AN EXHUMATION licence is being sought to allow the "Forgotten Rebel" of the 1916 Easter Rising be honoured with a Christian burial in his family plot.
Thomas Kent (51) was executed and buried in the yard of Cork Prison for his role in the failed rising on May 9, 1916.
The armed clash with Royal Irish Constabulary (RIC) members outside Castlelyons in north Cork was the only attempted rising outside Dublin in 1916.
Kent (inset) was buried in the prison yard by the British authorities, only metres from his execution site, despite the protests of his family.
However, the precise location of Kent's grave has been forgotten over the decades, though a plaque on the prison wall commemorates him.

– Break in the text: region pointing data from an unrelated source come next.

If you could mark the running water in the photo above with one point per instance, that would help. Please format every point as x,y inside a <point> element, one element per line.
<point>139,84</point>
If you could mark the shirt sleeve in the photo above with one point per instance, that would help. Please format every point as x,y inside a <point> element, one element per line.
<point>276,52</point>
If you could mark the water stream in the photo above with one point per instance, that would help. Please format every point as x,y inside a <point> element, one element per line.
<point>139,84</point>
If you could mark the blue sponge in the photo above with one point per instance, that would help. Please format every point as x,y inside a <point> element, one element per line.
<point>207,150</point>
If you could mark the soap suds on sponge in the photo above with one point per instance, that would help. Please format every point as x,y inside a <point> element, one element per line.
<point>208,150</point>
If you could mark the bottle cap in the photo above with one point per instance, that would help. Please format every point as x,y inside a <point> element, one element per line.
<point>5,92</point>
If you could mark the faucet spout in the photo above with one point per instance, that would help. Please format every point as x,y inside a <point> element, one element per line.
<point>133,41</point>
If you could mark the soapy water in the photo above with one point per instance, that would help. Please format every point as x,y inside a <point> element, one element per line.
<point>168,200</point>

Now, the Herald has confirmed that a third-party application has been made for an exhumation of the rebel's remains from Cork Prison yard.
Incoming Lord Mayor Chris O'Leary, Cork's first Sinn Fein mayor in more than 90 years, is supporting the campaign to properly honour Kent.
The Irish Prison Service (IPS) said that no building work has been done at the reputed site of the burial and is aware of the exhumation application.
"The IPS is not a party to such an (exhumation) application and has no information as to whether such a request for a licence has been or will be granted," a spokesperson said.
"A memorial plaque and grave surround marks the reputed location of the burial place of Thomas Kent within the grounds of Cork Prison.
"Any suggestion that his burial place has been built over is anecdotal.
"The works on the construction of the new prison have no impact whatsoever on the site of the existing facility and, accordingly, the remains of Thomas Kent have not been found in the course of any works.
"While Kent was a significant figure in terms of Irish history, the potential recovery, exhumation and re-interment of his remains if undertaken in the future will be carried out with the confidentiality, sensitivity and respect that is traditionally afforded to any grieving family."
The Kent family, historians and the Organisation of National Ex-Servicemen including campaigner Tomas O'Siochain want Kent's remains to be located, exhumed and re-interred with full honours in a family plot.
Kent was the only rebel outside Dublin, along with Roger Casement, to be executed for his role in the Easter Rising.
He was executed following a four-hour gun battle at the Kent family's farmhouse at Bawnard, Castlelyons with RIC officers and British soldiers.